Many children walk or bike to school every day.
But on Wednesdays, Margate students can win a pizza party for their class.
Wednesday was the 20th anniversary of International Walk to School Day. Several local schools celebrated by holding group walks that promoted the healthy benefits and safety precautions children should take.
For the third year, Margate plans to continue weekly Walking Wednesdays. Each class will track how many students walked or biked that day.
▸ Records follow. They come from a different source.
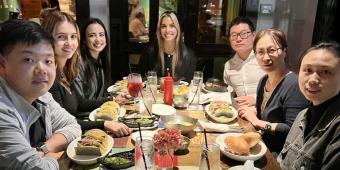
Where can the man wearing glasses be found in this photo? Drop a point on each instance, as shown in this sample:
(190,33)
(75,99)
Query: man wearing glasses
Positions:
(242,71)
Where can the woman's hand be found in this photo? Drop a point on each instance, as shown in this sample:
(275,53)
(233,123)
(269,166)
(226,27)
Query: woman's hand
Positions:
(248,113)
(245,101)
(117,129)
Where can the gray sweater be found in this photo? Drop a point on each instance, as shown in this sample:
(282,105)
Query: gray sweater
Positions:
(16,117)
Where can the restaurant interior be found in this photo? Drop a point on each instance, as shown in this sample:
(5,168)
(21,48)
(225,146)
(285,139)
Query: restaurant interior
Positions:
(204,24)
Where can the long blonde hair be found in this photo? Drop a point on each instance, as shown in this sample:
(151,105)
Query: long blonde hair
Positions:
(70,70)
(177,57)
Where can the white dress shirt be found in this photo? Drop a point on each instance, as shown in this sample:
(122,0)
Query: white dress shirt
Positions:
(243,75)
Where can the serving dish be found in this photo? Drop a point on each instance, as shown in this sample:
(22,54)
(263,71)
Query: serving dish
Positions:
(143,121)
(221,113)
(184,123)
(121,160)
(92,115)
(85,159)
(255,153)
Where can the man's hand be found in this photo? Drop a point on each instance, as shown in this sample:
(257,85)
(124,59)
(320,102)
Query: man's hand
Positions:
(117,129)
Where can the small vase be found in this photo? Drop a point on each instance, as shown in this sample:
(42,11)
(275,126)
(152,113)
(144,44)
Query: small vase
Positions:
(165,159)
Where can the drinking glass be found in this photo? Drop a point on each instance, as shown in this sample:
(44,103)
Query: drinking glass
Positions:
(135,84)
(195,90)
(144,147)
(210,157)
(145,104)
(152,81)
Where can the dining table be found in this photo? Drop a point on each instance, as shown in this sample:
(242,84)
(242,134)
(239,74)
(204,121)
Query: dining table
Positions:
(191,159)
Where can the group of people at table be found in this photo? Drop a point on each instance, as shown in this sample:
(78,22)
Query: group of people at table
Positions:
(46,85)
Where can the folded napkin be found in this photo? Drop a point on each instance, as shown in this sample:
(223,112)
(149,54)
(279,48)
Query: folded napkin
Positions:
(214,127)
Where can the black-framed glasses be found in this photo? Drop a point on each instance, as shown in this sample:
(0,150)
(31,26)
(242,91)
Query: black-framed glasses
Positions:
(167,13)
(269,51)
(243,35)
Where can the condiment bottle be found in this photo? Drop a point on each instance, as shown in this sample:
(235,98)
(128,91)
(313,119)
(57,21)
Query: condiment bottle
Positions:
(168,85)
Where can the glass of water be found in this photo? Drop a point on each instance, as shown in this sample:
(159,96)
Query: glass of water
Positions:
(144,154)
(210,157)
(152,81)
(195,90)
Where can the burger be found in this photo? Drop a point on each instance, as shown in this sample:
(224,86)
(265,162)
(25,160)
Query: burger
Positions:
(241,145)
(93,142)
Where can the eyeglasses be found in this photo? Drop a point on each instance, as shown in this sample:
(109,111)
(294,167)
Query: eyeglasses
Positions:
(167,13)
(243,35)
(269,51)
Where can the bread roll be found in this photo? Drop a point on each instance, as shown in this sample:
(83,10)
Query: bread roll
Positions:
(252,138)
(93,142)
(237,145)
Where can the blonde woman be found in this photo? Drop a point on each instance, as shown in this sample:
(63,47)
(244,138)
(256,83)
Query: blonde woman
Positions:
(169,55)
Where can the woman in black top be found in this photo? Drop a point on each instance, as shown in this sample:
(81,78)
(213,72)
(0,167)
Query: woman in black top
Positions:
(169,55)
(279,99)
(94,72)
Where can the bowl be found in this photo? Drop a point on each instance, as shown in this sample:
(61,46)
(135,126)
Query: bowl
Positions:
(215,85)
(185,123)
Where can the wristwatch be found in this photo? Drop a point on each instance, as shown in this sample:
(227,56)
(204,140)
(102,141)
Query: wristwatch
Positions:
(42,148)
(267,127)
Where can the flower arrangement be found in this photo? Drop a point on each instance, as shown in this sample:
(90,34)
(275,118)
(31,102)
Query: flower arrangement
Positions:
(168,139)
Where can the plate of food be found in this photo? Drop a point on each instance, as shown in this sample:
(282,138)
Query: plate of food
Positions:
(119,86)
(221,112)
(163,109)
(86,150)
(242,147)
(146,134)
(121,160)
(215,85)
(108,111)
(144,122)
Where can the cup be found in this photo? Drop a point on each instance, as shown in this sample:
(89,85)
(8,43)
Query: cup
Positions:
(145,103)
(161,84)
(194,94)
(145,148)
(152,81)
(210,157)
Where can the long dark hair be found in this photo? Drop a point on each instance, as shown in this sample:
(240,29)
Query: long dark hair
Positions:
(331,46)
(103,58)
(70,70)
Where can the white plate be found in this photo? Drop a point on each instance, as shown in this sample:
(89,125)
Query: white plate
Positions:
(163,109)
(146,134)
(85,159)
(221,120)
(240,167)
(122,112)
(229,88)
(255,153)
(155,125)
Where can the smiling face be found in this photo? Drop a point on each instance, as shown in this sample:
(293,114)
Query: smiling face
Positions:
(319,76)
(269,54)
(29,69)
(95,39)
(66,40)
(240,45)
(168,29)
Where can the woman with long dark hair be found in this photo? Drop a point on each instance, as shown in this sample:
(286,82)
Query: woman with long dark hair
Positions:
(94,65)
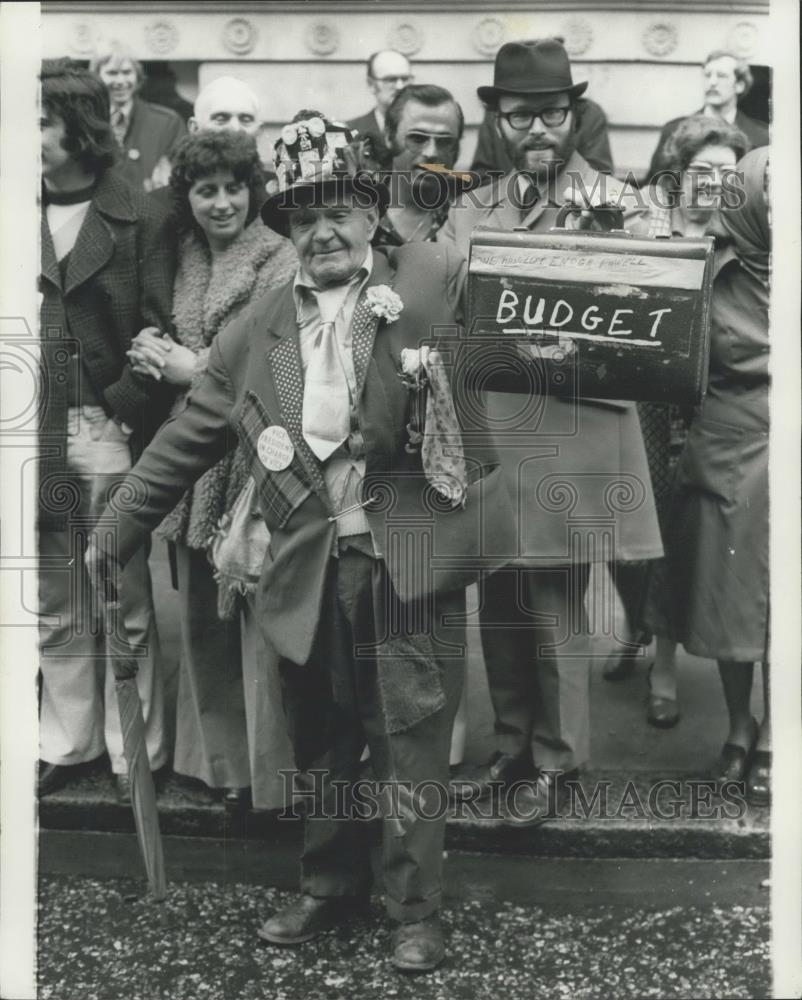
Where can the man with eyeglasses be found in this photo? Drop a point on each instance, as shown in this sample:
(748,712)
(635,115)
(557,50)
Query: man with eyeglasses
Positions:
(727,79)
(387,72)
(423,127)
(592,140)
(534,628)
At the end of the year, the winning class will get a pizza party.
Superintendent John DiNicola said since Margate buses only students from Longport and some special-education students, almost all students walk, bike or get a ride each day.
“We will see more of the middle school students walk, but sometimes they will drop younger siblings off at the Ross School first,” he said. “We have bunch of kids who ride bikes.”
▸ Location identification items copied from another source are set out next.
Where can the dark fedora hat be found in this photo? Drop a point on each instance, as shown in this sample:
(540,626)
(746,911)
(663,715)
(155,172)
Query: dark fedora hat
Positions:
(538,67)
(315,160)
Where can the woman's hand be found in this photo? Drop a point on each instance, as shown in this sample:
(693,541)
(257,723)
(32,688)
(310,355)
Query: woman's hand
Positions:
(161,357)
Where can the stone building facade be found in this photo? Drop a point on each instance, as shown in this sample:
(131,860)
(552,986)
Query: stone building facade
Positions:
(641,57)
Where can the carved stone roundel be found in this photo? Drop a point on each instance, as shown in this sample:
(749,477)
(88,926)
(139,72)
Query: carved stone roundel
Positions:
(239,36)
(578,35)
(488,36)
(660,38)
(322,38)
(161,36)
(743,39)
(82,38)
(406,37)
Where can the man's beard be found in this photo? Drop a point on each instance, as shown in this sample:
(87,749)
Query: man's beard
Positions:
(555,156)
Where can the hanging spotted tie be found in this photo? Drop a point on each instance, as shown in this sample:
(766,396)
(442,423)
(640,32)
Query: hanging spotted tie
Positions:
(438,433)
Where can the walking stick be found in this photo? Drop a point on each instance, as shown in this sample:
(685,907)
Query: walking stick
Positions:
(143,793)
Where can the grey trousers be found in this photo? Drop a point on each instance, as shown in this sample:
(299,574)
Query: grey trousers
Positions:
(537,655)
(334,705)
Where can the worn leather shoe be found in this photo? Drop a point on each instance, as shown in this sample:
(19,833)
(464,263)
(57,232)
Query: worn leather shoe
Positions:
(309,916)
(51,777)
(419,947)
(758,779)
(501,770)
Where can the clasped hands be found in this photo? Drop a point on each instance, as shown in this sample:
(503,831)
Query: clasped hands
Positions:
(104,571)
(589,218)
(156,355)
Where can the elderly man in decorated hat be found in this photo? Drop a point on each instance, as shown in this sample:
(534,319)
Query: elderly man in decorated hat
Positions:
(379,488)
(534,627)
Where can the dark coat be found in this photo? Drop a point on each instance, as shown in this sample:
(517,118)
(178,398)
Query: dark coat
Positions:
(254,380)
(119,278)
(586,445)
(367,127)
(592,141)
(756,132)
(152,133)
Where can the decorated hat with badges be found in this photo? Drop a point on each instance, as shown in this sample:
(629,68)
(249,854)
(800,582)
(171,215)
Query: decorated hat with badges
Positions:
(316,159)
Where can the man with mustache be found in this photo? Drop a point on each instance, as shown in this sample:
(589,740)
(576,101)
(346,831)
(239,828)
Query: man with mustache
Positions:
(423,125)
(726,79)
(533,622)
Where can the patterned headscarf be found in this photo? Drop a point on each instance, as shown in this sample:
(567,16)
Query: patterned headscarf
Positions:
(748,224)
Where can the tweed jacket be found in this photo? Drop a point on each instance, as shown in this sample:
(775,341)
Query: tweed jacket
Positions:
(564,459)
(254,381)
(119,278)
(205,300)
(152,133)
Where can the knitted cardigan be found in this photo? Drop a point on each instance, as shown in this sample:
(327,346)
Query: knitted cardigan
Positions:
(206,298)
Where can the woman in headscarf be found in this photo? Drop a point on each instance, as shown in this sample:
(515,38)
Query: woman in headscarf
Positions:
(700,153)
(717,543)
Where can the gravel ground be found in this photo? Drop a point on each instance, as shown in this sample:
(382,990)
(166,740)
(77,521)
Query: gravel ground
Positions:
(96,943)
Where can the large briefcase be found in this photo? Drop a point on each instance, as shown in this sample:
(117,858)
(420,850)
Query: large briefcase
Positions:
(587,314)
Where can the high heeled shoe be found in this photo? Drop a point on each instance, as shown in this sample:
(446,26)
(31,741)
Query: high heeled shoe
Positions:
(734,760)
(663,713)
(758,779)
While parents may accompany some students, DiNicola said, for the older students, the walk gives them a sense of independence.
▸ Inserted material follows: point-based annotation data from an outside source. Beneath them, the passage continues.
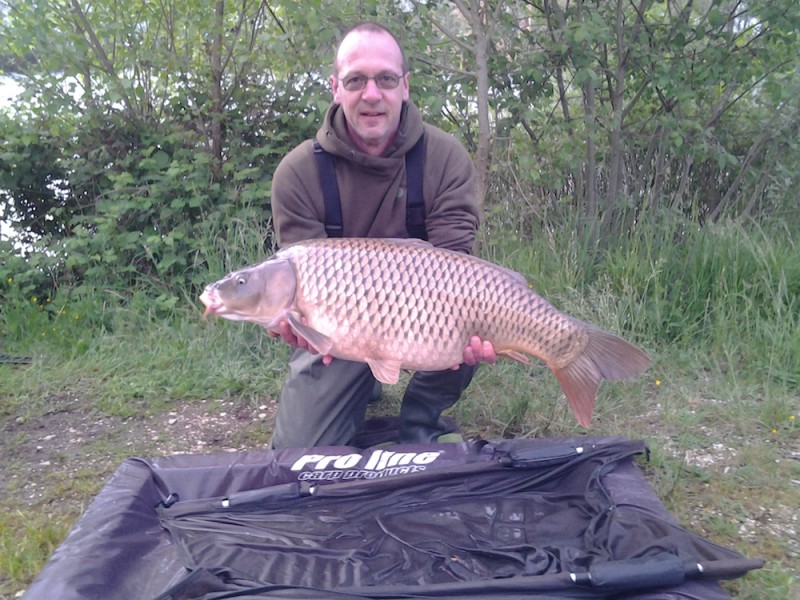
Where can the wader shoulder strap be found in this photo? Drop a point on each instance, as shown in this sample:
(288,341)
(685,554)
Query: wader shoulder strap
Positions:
(330,192)
(415,201)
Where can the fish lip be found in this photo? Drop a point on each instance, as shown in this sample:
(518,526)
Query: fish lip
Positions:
(211,302)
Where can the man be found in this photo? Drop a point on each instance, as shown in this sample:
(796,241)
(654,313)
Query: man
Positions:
(368,130)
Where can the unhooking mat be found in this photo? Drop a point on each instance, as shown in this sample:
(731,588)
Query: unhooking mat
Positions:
(545,518)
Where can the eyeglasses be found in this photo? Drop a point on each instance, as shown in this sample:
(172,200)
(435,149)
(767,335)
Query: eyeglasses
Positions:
(385,81)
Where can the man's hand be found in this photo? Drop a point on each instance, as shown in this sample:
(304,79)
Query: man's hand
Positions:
(479,351)
(290,337)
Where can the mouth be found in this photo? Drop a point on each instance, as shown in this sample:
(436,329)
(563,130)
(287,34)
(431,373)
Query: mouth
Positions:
(211,301)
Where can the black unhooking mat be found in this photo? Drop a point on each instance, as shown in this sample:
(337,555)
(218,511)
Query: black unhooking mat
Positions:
(566,518)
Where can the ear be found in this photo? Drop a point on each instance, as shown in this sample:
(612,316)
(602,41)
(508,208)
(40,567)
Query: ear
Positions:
(336,89)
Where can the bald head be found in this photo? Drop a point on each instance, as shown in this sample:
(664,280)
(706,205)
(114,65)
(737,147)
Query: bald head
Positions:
(369,27)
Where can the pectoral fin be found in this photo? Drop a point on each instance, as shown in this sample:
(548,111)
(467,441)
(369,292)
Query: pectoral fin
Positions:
(514,355)
(385,371)
(320,341)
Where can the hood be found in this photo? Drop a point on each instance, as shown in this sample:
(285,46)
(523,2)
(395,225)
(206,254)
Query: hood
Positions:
(333,137)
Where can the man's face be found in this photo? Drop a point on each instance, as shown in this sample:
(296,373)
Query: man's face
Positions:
(372,113)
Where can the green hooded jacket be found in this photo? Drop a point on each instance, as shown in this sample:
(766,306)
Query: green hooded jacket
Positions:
(373,189)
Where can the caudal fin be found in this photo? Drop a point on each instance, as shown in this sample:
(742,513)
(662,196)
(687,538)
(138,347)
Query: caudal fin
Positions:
(605,356)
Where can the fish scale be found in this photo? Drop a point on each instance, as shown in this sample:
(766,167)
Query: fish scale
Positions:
(404,304)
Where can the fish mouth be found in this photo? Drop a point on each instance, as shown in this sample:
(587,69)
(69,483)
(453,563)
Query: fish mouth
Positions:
(211,302)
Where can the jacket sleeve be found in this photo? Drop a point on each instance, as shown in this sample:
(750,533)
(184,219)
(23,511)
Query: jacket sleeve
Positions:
(452,204)
(297,211)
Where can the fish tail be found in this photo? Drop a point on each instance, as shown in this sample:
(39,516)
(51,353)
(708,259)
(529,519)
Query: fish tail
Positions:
(605,356)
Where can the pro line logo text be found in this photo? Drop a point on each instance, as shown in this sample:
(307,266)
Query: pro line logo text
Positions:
(381,463)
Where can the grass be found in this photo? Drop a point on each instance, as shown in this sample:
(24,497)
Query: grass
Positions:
(718,309)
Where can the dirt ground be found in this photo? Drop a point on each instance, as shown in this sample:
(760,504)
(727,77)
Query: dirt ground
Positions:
(71,444)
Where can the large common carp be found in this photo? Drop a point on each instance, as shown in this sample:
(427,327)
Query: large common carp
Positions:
(404,304)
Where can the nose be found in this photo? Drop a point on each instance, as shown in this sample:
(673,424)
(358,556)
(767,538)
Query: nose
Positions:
(371,92)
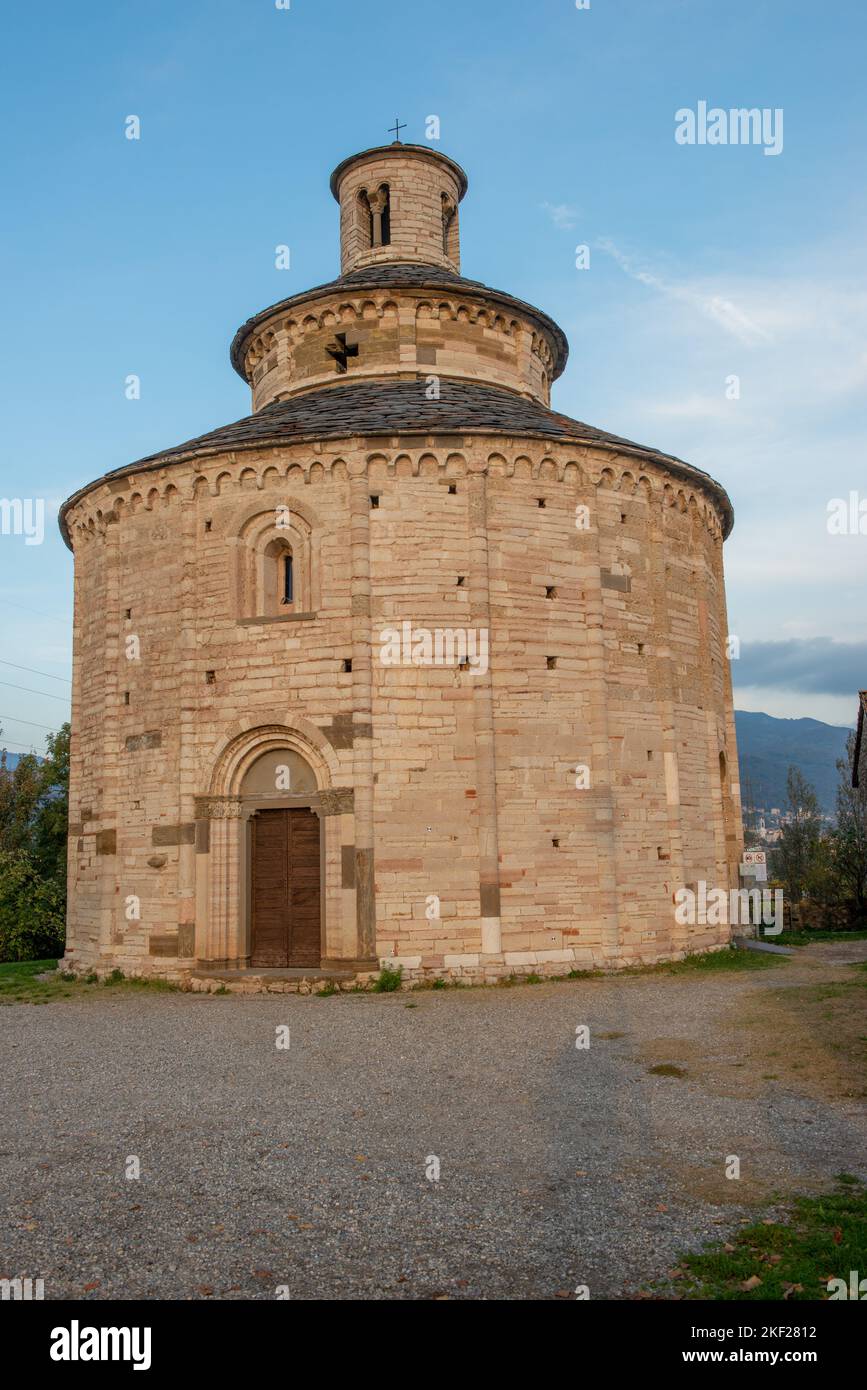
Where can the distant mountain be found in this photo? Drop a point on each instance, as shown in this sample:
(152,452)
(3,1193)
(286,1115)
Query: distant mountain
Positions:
(769,747)
(13,759)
The state Safe Routes to School program promotes school and community efforts to promote walking and provide safe pathways.
Districts have received awards from the group for their progress, including Absecon, Egg Harbor City, Somers Point, Galloway Township, Hammonton, Woodbine and the South Main Street School in Pleasantville and the Wallace and Rossi Schools in Vineland.
Many of those districts do not provide busing, so ensuring safe walking routes is important.
About 75 Woodbine students participated Wednesday in a “walking school bus.” Groups of students and parents met at a central location and walked together.
The walk was a family affair in Stone Harbor, where about 50 students, parents and grandparents met and walked to school together.
Students and some parents in Egg Harbor City met at the municipal recreation field and walked across the pedestrian bridge that leads to the district schools.
Egg Harbor City Community School Principal Jack Griffith said they had a short party at arrival today, playing music and giving out reflective zipper pulls and bracelets.
“We also promote being safe and following the crossing guards’ instruction,” Griffith said.
He said most students do walk or bike each day, but it does depend on the weather.
“We will see more cars if the weather is bad,” he said.